As so often happens with communications with our friends in Africa, I have been unable to contact my friends by telephone for the past few days, so I do not have any update to give on the situation there. In lieu of that I will share some of the things that have been happening here at MTI (Mission Training Institute) in Palmer Lake, Colorado.
I wrote about our LAPs (Language Acquisition Projects) a little while back. During the first half of our training we were focussing on how to learn the language of the people we will be working with – which for us means Fulfulde, which is the language of the Fulbe people.
We have now transitioned to learning how to be handle the unsettling process of entering a new culture, how to navigate stress and conflict, and – today – how to keep the Sabbath. Yesterday was by far our most stressful day here, so it was wonderful to have a Sabbath rest today.
Yesterday began with a May snowstorm outside and a hostage-taking simulation inside. Yes – you read that right: we simulated a scenario where a group of missionaries were gathered for a convention in a place that was thought to be safe, but was overrun by rebels. I don’t want to give everything away, since some of you may someday come here for this training, but I will say that for an activity that was only make-believe, it was surprisingly intense and lifelike. (Note the picture of me relieving the stress afterwards.)
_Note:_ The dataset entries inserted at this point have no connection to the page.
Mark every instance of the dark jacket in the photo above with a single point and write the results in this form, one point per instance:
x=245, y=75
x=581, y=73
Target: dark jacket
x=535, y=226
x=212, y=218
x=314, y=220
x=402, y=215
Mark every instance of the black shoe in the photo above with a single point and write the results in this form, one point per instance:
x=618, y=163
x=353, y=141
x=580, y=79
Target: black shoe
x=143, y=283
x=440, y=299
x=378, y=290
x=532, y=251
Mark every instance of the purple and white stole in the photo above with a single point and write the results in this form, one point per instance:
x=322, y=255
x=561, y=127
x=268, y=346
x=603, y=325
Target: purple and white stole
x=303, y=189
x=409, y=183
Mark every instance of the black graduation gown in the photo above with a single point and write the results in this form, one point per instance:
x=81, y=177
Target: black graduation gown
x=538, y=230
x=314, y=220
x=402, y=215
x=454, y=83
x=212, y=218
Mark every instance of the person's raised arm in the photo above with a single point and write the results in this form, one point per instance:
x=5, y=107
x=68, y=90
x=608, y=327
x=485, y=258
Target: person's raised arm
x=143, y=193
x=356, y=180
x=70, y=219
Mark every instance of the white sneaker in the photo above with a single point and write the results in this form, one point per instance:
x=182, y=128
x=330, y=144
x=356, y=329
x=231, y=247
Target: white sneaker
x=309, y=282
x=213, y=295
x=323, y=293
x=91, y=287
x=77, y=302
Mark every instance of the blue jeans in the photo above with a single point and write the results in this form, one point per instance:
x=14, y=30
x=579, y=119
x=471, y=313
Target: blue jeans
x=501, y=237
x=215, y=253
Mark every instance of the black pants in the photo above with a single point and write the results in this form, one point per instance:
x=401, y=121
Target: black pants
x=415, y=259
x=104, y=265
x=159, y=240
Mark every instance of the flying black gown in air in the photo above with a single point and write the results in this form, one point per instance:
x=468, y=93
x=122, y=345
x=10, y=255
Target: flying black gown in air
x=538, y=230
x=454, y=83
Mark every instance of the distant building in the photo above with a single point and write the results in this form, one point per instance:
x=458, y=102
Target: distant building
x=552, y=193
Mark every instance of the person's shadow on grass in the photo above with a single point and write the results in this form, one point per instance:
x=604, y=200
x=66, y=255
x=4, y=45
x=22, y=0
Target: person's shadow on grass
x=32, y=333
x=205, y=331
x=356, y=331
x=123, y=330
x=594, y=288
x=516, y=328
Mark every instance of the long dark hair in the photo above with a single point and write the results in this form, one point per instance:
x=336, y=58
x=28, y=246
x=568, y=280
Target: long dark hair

The simulation is designed to help you see your ‘true colours’ under stress; to figure out what your coping mechanisms are; and to see how you generally handle it. Being overseas can sometimes cause long-term, unrelieved, stress to mount up, and it is good to know up front whether you have the requisite peace and trust in God that will be needed (it is not a bad thing to learn about for normal life here in North America either).
None of this is an exact science, of course. Only time will tell whether a person will be able to handle all the stressors successfully. This, for me, is just another reason why I am celebrating today that we have 150 Prayer Partners on our Prayer Support Team. Wow! I praise God for each and every one of them. We will be leaning on them heavily as time goes by I am sure.
For now, please pray for us with respect to our training here at MTI. We are doing well so far, but it is not easy by a long stretch. Continue to pray also for our Fulbe brothers and sisters who are enduring far more hardships than we will normally face. Thanks and God bless.